The Australian, July 25, 2017
The Renewable Energy Target and other emissions reduction schemes are pushing up retail costs and household power bills because they have not been properly integrated into the power system, the Australian Energy Commission has found.
The commission warned this could drive smaller retailers out of the market, further reducing the impact of increased competition that has been acting as a counterweight to rising wholesale prices caused by generation closures and higher gas prices.
In its annual Retail Energy Competition Review to be released today, the AEMC says the 10 to 20 per cent price hikes faced by eastern states households were not only due to rising wholesale prices and increased gas prices.
They have also been driven because emissions targets have not been put in place looking at the whole power system, meaning smaller retailers are paying more to hedge growing risks in the wholesale power market.
The report found the growing penetration of wind and solar, which cannot be counted on to provide power all the time, has not been accompanied by new contracts for retailers to hedge the risks of intermittent power.
On top of this, the commission found, the closure of coal-fired power stations such as Hazelwood in Victoria meant there were fewer generators offering the “firm-capacity” hedging contracts.
The AEMC said the lack of hedging contract availability, combined with higher gas prices, was increasing the cost of doing business for retailers, increasing the risk of smaller companies, with innovative offerings, leaving the market.
“It’s critical that future policy on emissions reduction facilitates commercial investment in generation in the right place at the right time, and supports a liquid forward contracts market so retailers can effectively manage their risk and keep prices as low as possible for consumers,” AEMC chairman John Pierce said.
The study found national energy market retail competition has grown in the past year, with new energy entrepreneurs offering more varied products and better priced deals.
It found that in Victoria, which has the most competitive market, households could save 38 per cent, or $507, on their annual power bill, up from savings of $383 found in last year’s survey.
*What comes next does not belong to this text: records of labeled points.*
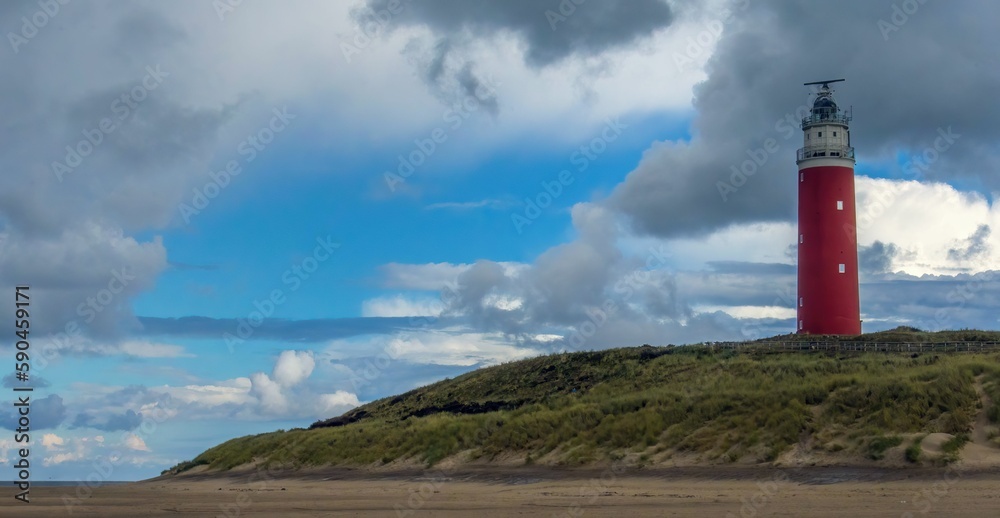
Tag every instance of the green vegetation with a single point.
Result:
(913, 451)
(878, 445)
(955, 444)
(902, 334)
(646, 404)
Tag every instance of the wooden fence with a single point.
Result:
(914, 347)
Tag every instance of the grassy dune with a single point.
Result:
(650, 405)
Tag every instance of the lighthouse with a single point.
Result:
(828, 302)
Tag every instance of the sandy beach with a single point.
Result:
(814, 492)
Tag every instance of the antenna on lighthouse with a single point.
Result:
(824, 83)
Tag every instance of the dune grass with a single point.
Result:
(578, 408)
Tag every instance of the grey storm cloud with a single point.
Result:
(928, 89)
(877, 257)
(974, 246)
(551, 30)
(74, 191)
(127, 420)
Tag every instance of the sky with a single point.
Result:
(237, 217)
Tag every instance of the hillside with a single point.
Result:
(667, 406)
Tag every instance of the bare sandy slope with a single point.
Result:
(814, 492)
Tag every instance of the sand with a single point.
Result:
(722, 492)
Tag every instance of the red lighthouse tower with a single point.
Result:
(828, 245)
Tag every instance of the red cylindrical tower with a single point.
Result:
(828, 302)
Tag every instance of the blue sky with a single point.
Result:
(620, 124)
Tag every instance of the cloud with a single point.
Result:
(46, 413)
(337, 401)
(975, 246)
(315, 330)
(401, 306)
(134, 442)
(674, 189)
(549, 37)
(52, 441)
(293, 367)
(109, 422)
(11, 381)
(877, 257)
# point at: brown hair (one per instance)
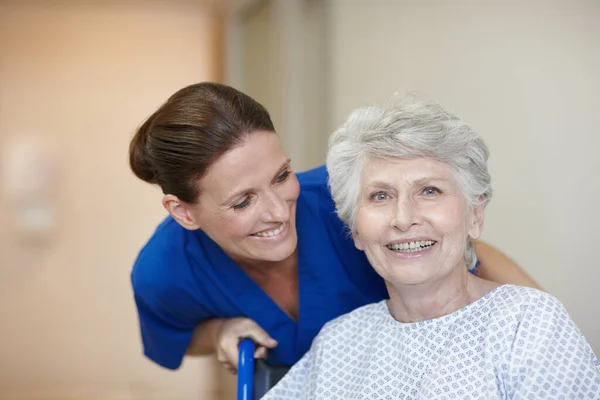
(177, 144)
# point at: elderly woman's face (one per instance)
(413, 220)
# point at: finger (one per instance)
(260, 352)
(261, 337)
(230, 368)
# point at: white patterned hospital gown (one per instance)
(513, 343)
But it found higher wholesale prices were still driving retail prices higher.
The AEMC said average prices paid by consumers had fallen in 2015-16 but did not provide information for 2016-17, a year when wholesale prices surged, South Australian blacked out, Hazelwood closed and retailers in most eastern states flagged increases to retail prices.
The review found market concentration had decreased, with the market share of the “big three” retailers, AGL Energy, Origin Energy and EnergyAustralia (who all own generation) had decreased and were at about 70 per cent. The review found that 20 per cent of customers had solar panels, 21 per cent were likely to adopt battery storage in the next two years and that 18 per cent were likely to take up a home energy management system in the next two years.